Airy shone as a student at Cambridge, probably to the annoyance of his fellows. Like Isaac Newton before him, Airy was a sizar, a class of student whose parents could not afford to pay the full fees, but who were allowed entry on the understanding that they paid their way by working as a servant at the university while studying.
A mere six years after entering Cambridge Airy was appointed Lucasian professor of mathematics, one of the most prestigious academic posts anywhere, held over the years by (among others) Charles Babbage, Paul Dirac, Stephen Hawking, and the aforementioned fellow sizar Isaac Newton.

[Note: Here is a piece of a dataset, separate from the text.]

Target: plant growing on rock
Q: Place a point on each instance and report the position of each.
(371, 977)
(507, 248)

Airy made several important discoveries in his time, including a tiny inequality in the motions of Venus and Earth that led to an overhaul of Delambre‘s solar tables. He also came up with a new figure for the mean density of the Earth. This was achieved by measuring the change in gravity as one descends into the Earth by using changes in the swing rate of a pendulum at the top and bottom of a deep coal mine. It turns out that at just over 1000 feet down the pendulum ‘gains’ two and a quarter seconds a day. From this, Airy was somehow able to calculate a specific density of about 6.5. Today it is thought to be 5.5.
Today’s picture is the un-astronomical A Shell Forge, by war artist Anna Airy, George’s granddaughter.
1879 – Discovery of C-type asteroid 200 Dynamene by C H F Peters.